For these reasons, I would argue that the latest documentary is essential viewing- although I’d say that about all of Attenborough’s documentaries.

Nonetheless, his latest venture follows a long line of controversial points which Attenborough has supported in recent years. After all, Attenborough is a Malthusian, he believes the only way to combat the seemingly irreversible climate shift is through reducing the growing population. Back in 2013 he controversially described food aid for famine stuck regions as “barmy”, owing to his desire for population control. He has been consistently criticised by the likes of George Monbiot for failing to highlight the issues of climate change (read one such article by Monbiot here).

In fact, this support for population control is the entire premise of the documentary. From the outset, he seeks to highlight the rising populations, and blames them for the loss of wildlife and impending climate catastrophe. This premise might have more credibility if Attenborough didn’t continuously avoid the role of capitalism in accelerating climate change. We have all heard the statistics, 100 of the top firms are responsible for 71% of the world’s emissions. This is where we need to direct our anger. While personal austerity may go some way to combating climate change, it represents a drop in the ocean compared to the emissions of these firms.

Towards the end of the film are a series of short clips showing Attenborough speaking to numerous different crowds of world leaders from the COP to the IMF to the WEF. Rather than seeking to address the role of capitalism in perpetuating environmental destruction, Attenborough perpetuates his Malthusian support for population control.
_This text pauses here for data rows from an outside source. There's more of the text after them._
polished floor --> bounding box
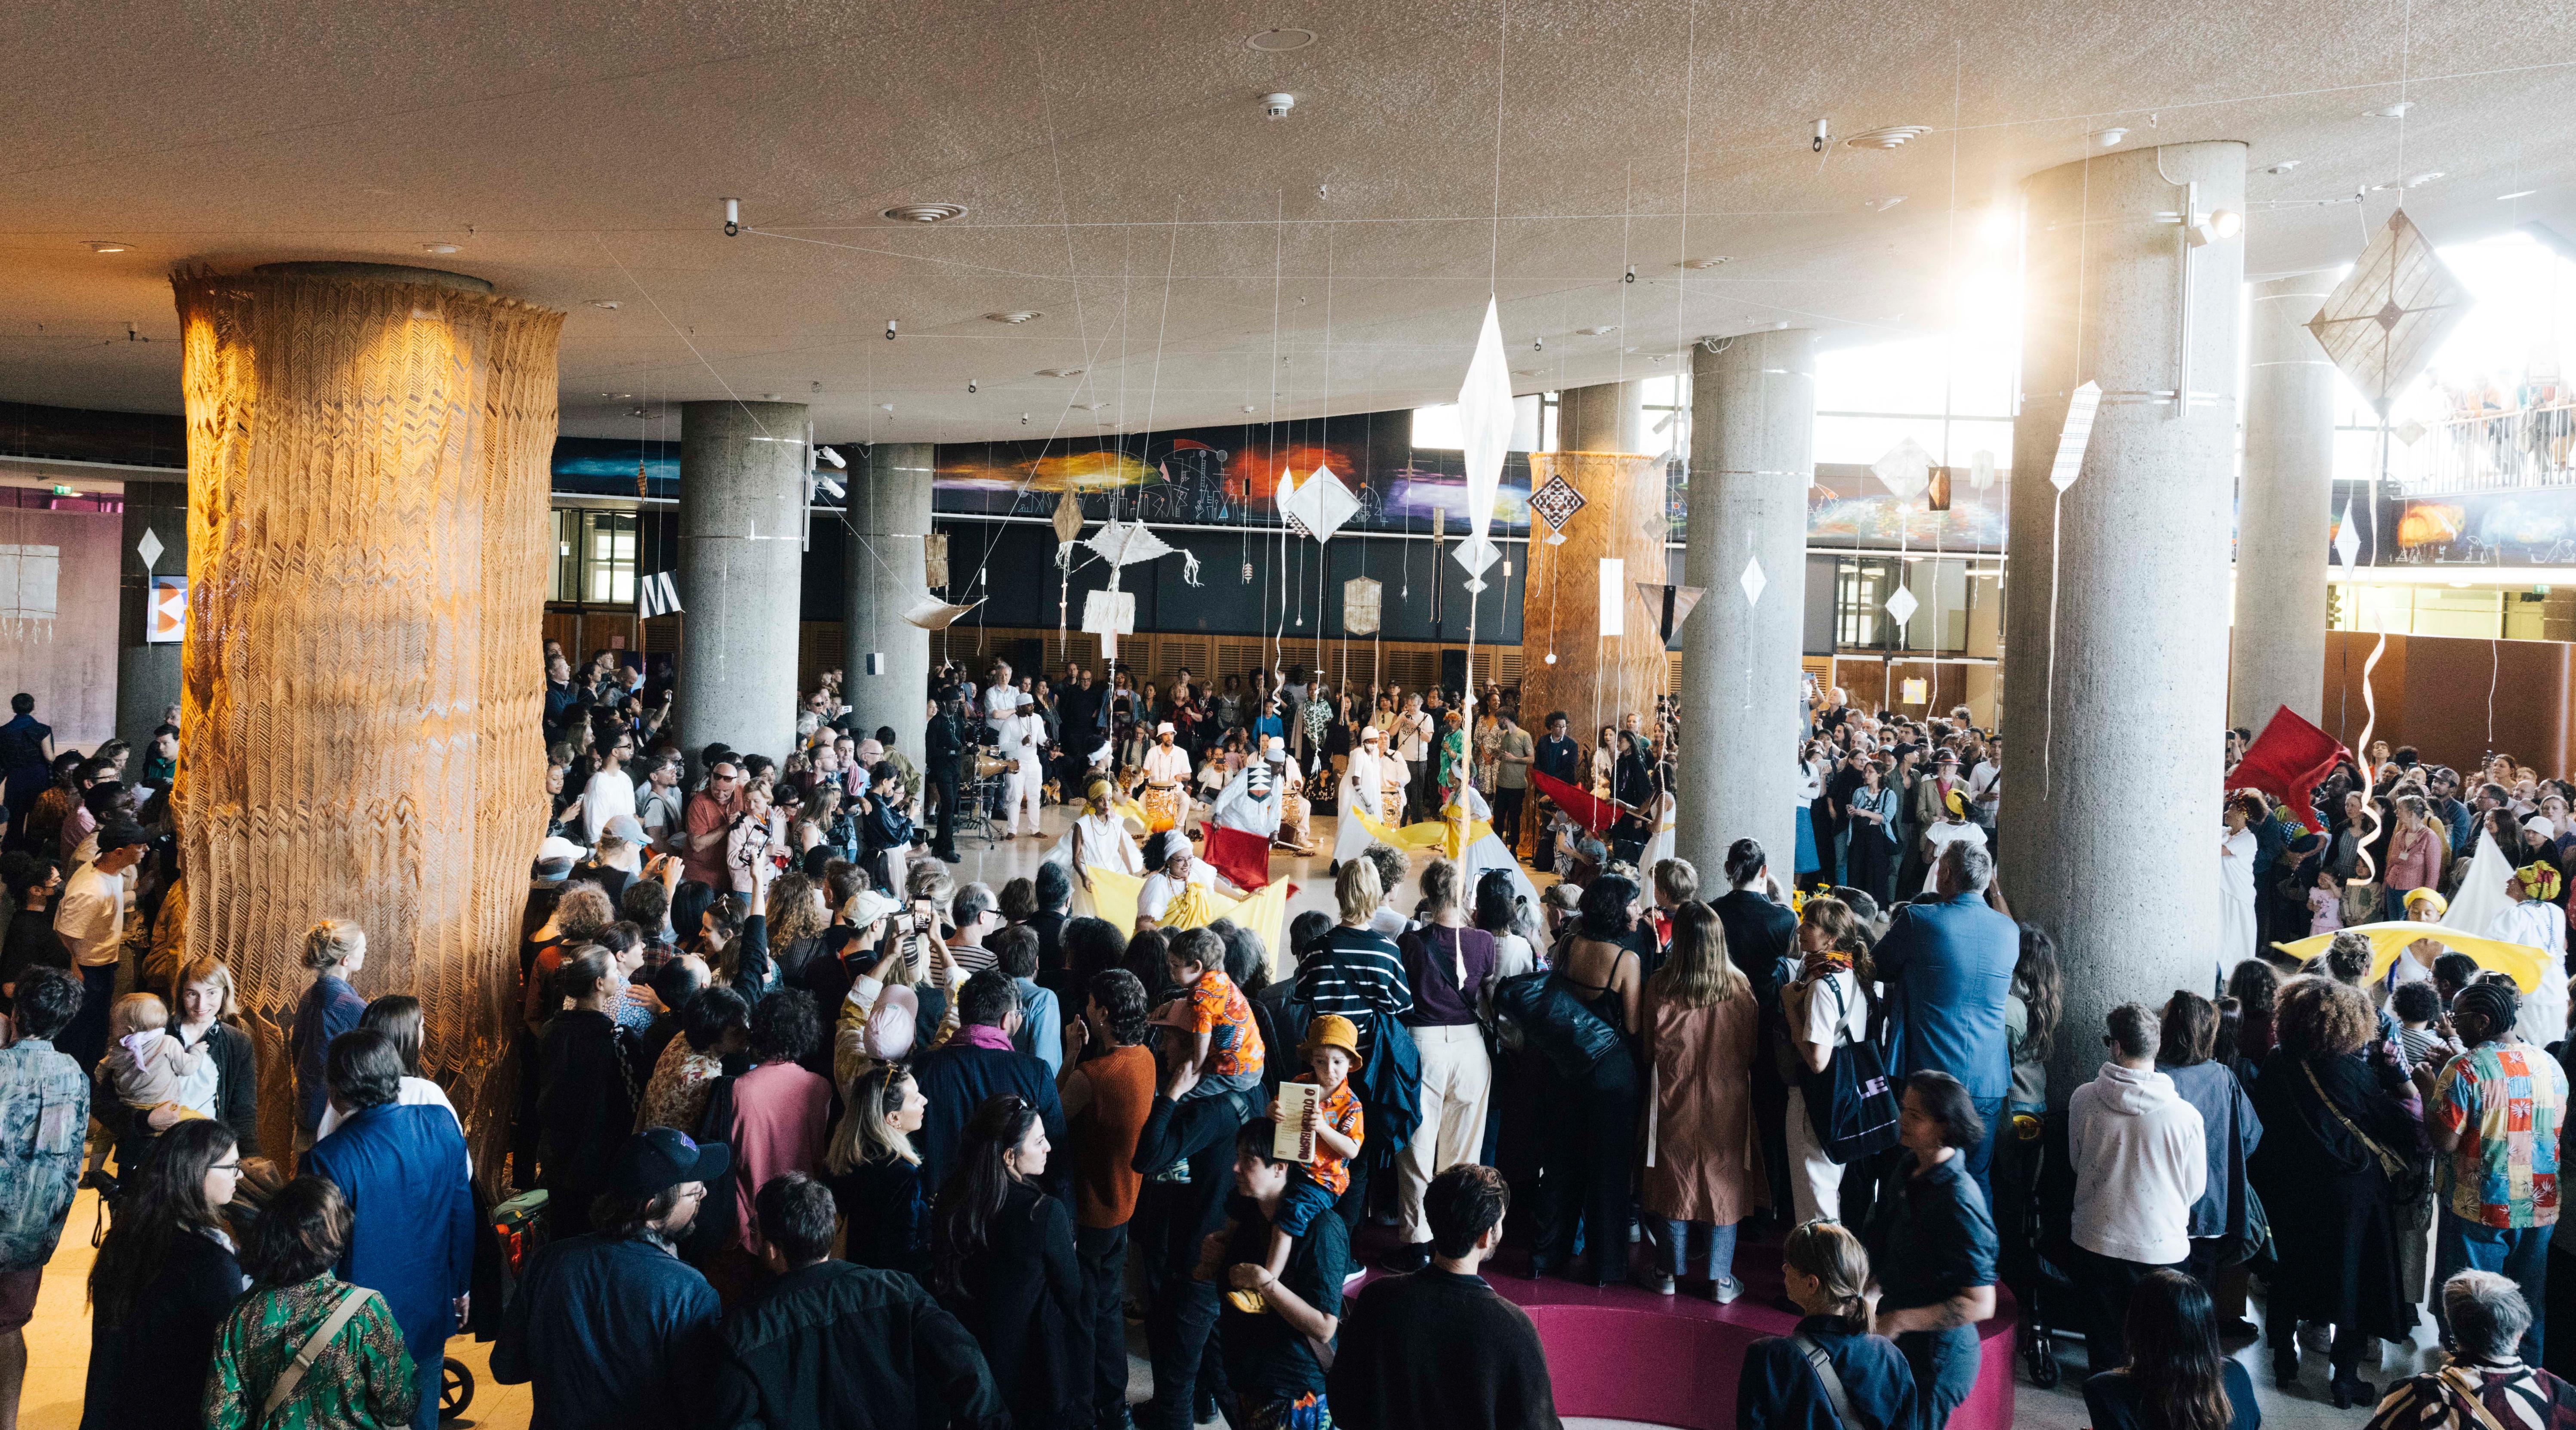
[14,800,2450,1427]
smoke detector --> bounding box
[2090,127,2129,147]
[881,203,968,223]
[1260,93,1297,120]
[2364,101,2414,119]
[1845,124,1932,150]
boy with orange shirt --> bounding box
[1222,1013,1365,1312]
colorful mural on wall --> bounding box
[2392,486,2576,565]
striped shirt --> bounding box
[1292,928,1412,1050]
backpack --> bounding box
[1796,977,1900,1163]
[1491,969,1624,1079]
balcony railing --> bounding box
[2396,402,2576,494]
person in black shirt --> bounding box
[856,763,919,893]
[1863,1072,1999,1430]
[1530,713,1582,873]
[1215,1126,1347,1427]
[1737,1221,1916,1430]
[924,690,968,865]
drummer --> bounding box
[1138,721,1195,834]
[1266,736,1316,856]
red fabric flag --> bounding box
[1530,769,1617,834]
[2228,705,2347,831]
[1201,823,1273,891]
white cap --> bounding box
[536,834,586,866]
[1362,726,1382,741]
[2527,815,2558,840]
[842,889,900,928]
[1157,722,1176,736]
[1264,736,1286,758]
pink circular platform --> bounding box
[1468,1248,2020,1430]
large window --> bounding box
[548,507,638,605]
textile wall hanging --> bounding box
[1517,451,1668,786]
[173,264,562,1183]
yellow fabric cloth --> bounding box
[1084,866,1293,980]
[2269,920,2550,994]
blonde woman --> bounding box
[826,1062,931,1280]
[288,920,367,1146]
[1287,859,1412,1063]
[1387,860,1499,1272]
[1636,901,1757,1300]
[1783,896,1877,1225]
[1736,1222,1914,1426]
So, while Attenborough’s most recent documentary is good at highlighting the coming effects of climate change, it utterly fails to tell the viewer what we need to do to fight against it. Like other Attenborough documentaries, I think you should watch it. But be aware of where it fails to deliver, and encourage others to look beyond it and to join in the fight for system change not climate change, as the old saying goes.